Building relationships with colleges or universities for locations you are staffing in is an essential step to effectively staffing programs and building candidate pipelines. Engaging with individuals from security clearance or Intelligence Community (IC) track programs like University of Maryland Global Campus doesn’t have to happen just in the D.C. metro area, though.
Virginia Tech recently announced the launch of their National Security Institute, aiming to become the U.S. leading academic entity and thought leader in research and development, technology innovation, policy, and talent, all in advancement of national security.
For cleared recruiting, essentially, they should have just climbed to the top of your list as talent acquisition resources to pull recent graduates from (they may have been on your list already since their engineering school has some students that have obtained security clearances through defense contracting internships).
UNIVERSITIES AS CANDIDATE SOURCES FOR CLEARED PROGRAMS
These types of partnerships require some finesse to maintain but can pay off and save your recruiting team loss on vacant billets. It’s critical to partner with local universities to where you are staffing contracts – and this includes schools with national security institutes or intelligence tracks. Here are a few examples for locations with government customers that have cleared openings and elite schools that you could potentially pull candidates from.

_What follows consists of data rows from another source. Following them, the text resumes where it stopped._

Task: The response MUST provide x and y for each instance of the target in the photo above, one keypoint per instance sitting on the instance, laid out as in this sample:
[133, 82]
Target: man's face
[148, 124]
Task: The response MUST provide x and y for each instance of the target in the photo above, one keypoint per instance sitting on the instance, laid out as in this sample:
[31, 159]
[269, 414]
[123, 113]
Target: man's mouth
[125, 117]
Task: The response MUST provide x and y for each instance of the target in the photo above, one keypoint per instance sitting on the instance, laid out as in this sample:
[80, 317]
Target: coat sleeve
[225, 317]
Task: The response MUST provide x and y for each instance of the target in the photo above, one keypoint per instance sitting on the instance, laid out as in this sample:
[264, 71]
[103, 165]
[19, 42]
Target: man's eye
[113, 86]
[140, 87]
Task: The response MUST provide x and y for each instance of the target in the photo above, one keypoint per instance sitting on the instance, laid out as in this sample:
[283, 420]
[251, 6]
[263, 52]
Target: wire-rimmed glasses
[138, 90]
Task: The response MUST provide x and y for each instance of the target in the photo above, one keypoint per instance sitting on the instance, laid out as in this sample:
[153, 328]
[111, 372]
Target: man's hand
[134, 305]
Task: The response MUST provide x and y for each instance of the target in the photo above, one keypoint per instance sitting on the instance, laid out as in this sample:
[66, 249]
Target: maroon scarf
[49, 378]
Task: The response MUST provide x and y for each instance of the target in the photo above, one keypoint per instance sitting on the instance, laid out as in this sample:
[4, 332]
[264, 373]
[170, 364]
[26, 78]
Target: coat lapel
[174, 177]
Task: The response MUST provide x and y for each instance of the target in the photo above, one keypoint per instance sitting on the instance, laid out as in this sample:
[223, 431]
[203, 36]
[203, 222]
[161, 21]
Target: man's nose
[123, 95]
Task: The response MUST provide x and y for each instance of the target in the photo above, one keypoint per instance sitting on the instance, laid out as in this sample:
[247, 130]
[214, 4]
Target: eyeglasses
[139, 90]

The DoD is already Virginia Tech’s biggest source of federal funding with around $50 million in FY 2020. Why not bring the candidates back to their largest investor through their college years as post grads in the working world?
Letitia “Tish” A. Long, chairman of the Intelligence and National Security Alliance (INSA and current rector of the Virginia Tech Board of Visitors is very excited about the new launch. “Virginia Tech has created a thriving ecosystem of security-related research and workforce development that provide the critical foundation necessary to support the National Security Institute’s mission of shaping the next generation of intelligence leaders, and in pursuit of a safer America,” she notes.
The institute will bring together researchers, programs, and resources from the school such as the Virginia Tech Applied Research Corporation (VT-ARC) and the Ted and Karyn Hume Center for National Security and Technology, combining student learning opportunities and R&D at a large scale.
Recruiters should be tipping that large scale in their favor.